Given the points A(-2, -1) and B(3,2), graph {P|dT(P,A) + dT(P,B) = dT(A,B)}.

My work so far:
I know the distance metric in taxicab geometry is:
dT(A,B) = |a1 - b1| + |a2 - b2|.

So dT(P,A) = |p1 - (-2)| + |p2 - (-1)| = |p1 +2| + |p2 + 1|, and
dT(P,B) = |p1 - 3| + |p2 - 2|.

I computed dT(A,B) = |-2 - 3| + |-1 - 2| = |-5| + |-3| = 8

If I add dT(P,A) + dT(P,B), do I need to have two cases since the quantity within the absolute value signs can be (+) or (-)? This is where I got confused.
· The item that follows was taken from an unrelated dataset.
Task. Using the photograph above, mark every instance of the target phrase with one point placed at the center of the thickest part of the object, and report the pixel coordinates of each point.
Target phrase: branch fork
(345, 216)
I tried to compute P|dT(P,A) + dT(P,B) = dT(A,B) to see if I could come up with a graphable equation. I got this far:

|p1 + 2| + |p2 + 1| + |p1 - 3| + |p2 - 2| = 8
p1 + 2 + p2 + 1 + p1 - 3 + p2 - 2 = 8
2p1 + 2p2 = 10
p1 + p2 = 5
So I get the line: p2 = -p1 + 5

Is that even close to logical/right?
Any help, corrections, suggestions, hints, and/or tips are greatly appreciated! Thank you for your time.